We go to the myths not so much for what they can mean as for our own meaning. Who am I? Why am I here? How can I live in accordance with reality? The myths never have a single meaning, once and for all finished. They have something greater; they have meaning itself … they have meaning for me, for you and for everyone else.
What the Bee Knows
Welcome to WonderLit Fairy Tales!
WonderLit gives you a way to reflect on your life by exploring a fairy tale.
Have you ever related to a character in a fairy tale? The situations in fairy tales are familiar to us all. We know what it’s like to be lost in a forest, or spellbound by a charismatic person, or left out in the cold.

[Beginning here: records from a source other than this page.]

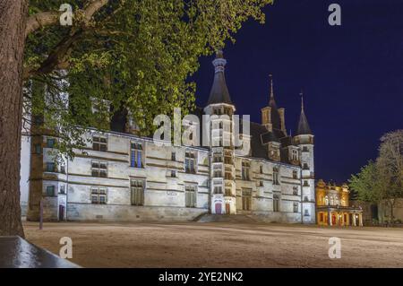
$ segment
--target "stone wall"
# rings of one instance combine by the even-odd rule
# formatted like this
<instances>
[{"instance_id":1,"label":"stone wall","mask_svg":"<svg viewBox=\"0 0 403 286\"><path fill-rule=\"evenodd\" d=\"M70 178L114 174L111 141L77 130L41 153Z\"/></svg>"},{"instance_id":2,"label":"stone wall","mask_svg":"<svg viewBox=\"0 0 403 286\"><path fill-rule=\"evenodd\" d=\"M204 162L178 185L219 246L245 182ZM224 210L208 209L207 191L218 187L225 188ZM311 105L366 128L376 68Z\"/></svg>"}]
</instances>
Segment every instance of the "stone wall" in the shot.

People have been finding themselves in fairy tales for thousands of years, and the stories give us a shining thread to follow when we’re going through a dark passage.
In the WonderLit Fairy Tale courses, you will shed light on a fairy tale with the power of your own imagination. Guided by creative writing exercises, you’ll step into the world of the story you’ve chosen to explore. By using your imagination to look around, you’ll find that your own life experience is being reflected in the mirror of the story.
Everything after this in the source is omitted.